The information I can give in the prompts are the screenshots and for each :
The screenshot number
The timestamp in the video of when the screenshot is taken
An OCR result (may contain some weird character, the COR is not filtered or cleansed)
The LLM description of the screenshot
Most of the description won’t make sense, so some details should be omitted. For example, one screenshot description could say the main subject is a car, and another one 3 seconds later in the video could say the main subject is a cat.
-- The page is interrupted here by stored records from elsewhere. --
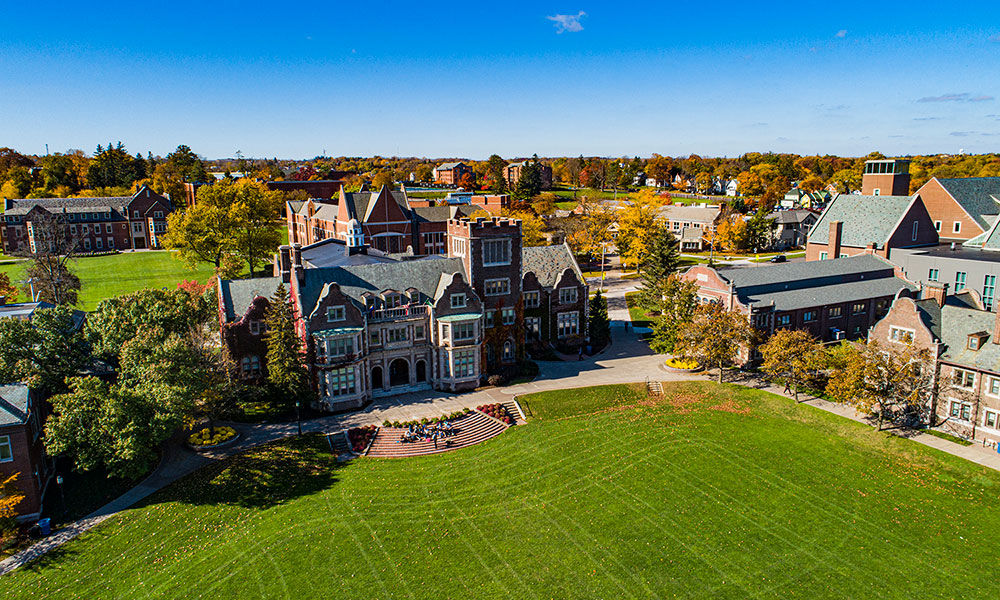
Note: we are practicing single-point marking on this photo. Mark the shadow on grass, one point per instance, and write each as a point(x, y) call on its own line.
point(262, 477)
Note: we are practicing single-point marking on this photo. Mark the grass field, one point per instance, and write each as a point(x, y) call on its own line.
point(106, 276)
point(712, 492)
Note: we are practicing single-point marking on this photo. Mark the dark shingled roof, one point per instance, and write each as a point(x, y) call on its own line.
point(549, 262)
point(13, 404)
point(238, 294)
point(974, 194)
point(866, 219)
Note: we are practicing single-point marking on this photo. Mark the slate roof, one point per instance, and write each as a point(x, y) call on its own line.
point(14, 404)
point(796, 285)
point(355, 280)
point(238, 294)
point(549, 262)
point(975, 195)
point(866, 219)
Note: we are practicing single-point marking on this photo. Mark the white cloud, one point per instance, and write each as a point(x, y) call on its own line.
point(569, 23)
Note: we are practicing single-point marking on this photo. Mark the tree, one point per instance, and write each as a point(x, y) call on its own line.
point(792, 356)
point(715, 336)
point(887, 383)
point(675, 302)
point(599, 324)
point(495, 177)
point(286, 371)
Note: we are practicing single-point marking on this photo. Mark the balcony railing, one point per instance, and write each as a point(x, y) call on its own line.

You could say the car transformed into a cat, but it would be safer to assume that one of the description is wrong and the main characted was a cat all along the video because another description in the video also says the main subject is a cat.
It is safe to say that most analysed videos will be of bad quality. which means the screenshots description can vary a lot.
Found text by OCR and screenshots descriptions can be retrieved to the final video description if it seems coherent.
Screenshot descriptor
I’m using some LLM and I would need a prompt, a system message and an output format for every use case I will give you.
The first one must describe a screenshot from a video. Each screenshot of that video will be described using the same LLM, prompt, system message and output format. The description of all the screenshots will be given to another LLM that will try to recreate the video based on the description of the screenshots, and describe the video.
The required prompt here is the one that describes a screenshot. The LLM will only be given the screenshot as input information. I need the LLM to describe the given screenshot. No need to specify that it is a screenshot. The LLM description must include specify the scene, the character or the main subject, the text present on the screenshots, most of the time it will be caption added after video editing, that may use emojis.
The LLM used here is llava:7b-v1.6-mistral-q4_1, it is not the best for text generation , but it is very prowerful when using it’s vision capabilty.
The last part is personnal, I included it because I gave the prompt to another LLM that the one used because llava would'nt give me a good prompt.